Children with learning disabilities may lose their self-esteem and confidence, especially in a school environment. This lack of confidence may lead to poor academic performance and social isolation. However, there are ways you can boost your child's self-esteem and confidence in schoolwork.

Encourage Talent

Encourage your child's natural talent and gifts. If your child is musically gifted, enroll him or her in the school band or musical.

Encouraging children to participate in activities they are naturally good at will give them a boost of self-confidence. For children, knowing they are good at something will also help them cope if they don't do as well on an assignment in school.

Model Acceptance

As a parent, your child looks up to you and learns much of his or her behavior from you. Model the types of behavior you want to see in your children, especially acceptance of mistakes.

If you accept your mistakes and the mistakes of others, your child will do the same. Accepting one's own mistakes grows self-esteem. When your child has an outburst or gets a poor grade, say, "I love you and I know you tried your best."

Eliminate Comparisons

Children form their own identities and sense of self. By comparing children to someone else, even in a positive way, you are teaching them that their sense of self worth depends on how they're doing compared to others.

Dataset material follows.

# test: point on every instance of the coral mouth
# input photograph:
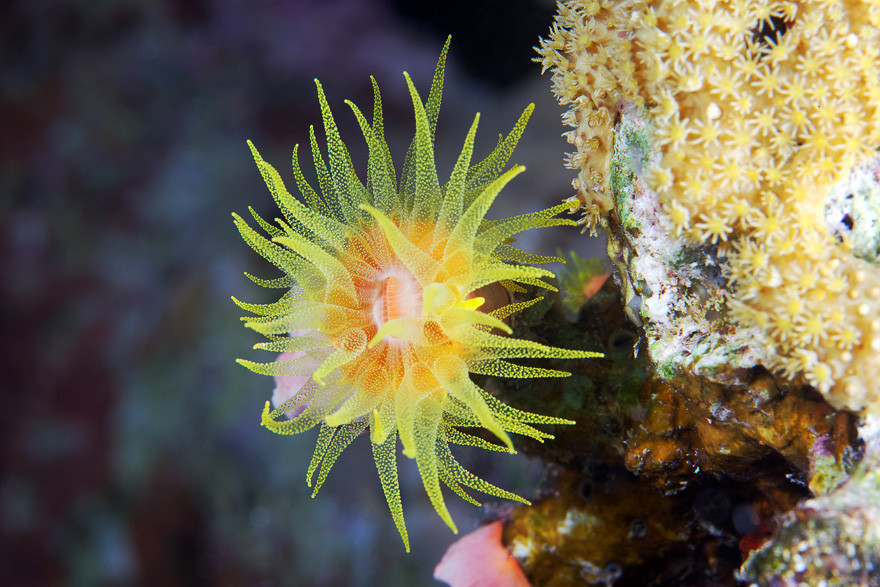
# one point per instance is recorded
(398, 295)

You must teach your child to note his or her own progress and achievements without comparisons. Here are some ways you can replace or eliminate comparisons with other children:

  • Instead of suggesting your child needs to set aside more study time that peers do to accommodate a learning disability, suggest that your child needs to study more than in previous school years.
  • Instead of asking how your child did compared to the class, ask how he or she did compared to the last assignment.

Focus on Problem Areas

If your child struggles with reading or math, praise milestones in these areas. Your child will have even less confidence in difficult subjects, so he or she needs more support and encouragement.

You can give children the support they need to succeed in these subjects. Here are some ideas:

  • Sit down and help your child with homework or studying for problem subjects for an extra hour each night.
  • Compliment children on how hard they work in problem subjects, not on how well they perform. Effort trumps ability.
  • Have your child complete assignments in a specific order. Your child should complete assignments for easier classes first to build the confidence needed to tackle harder assignments.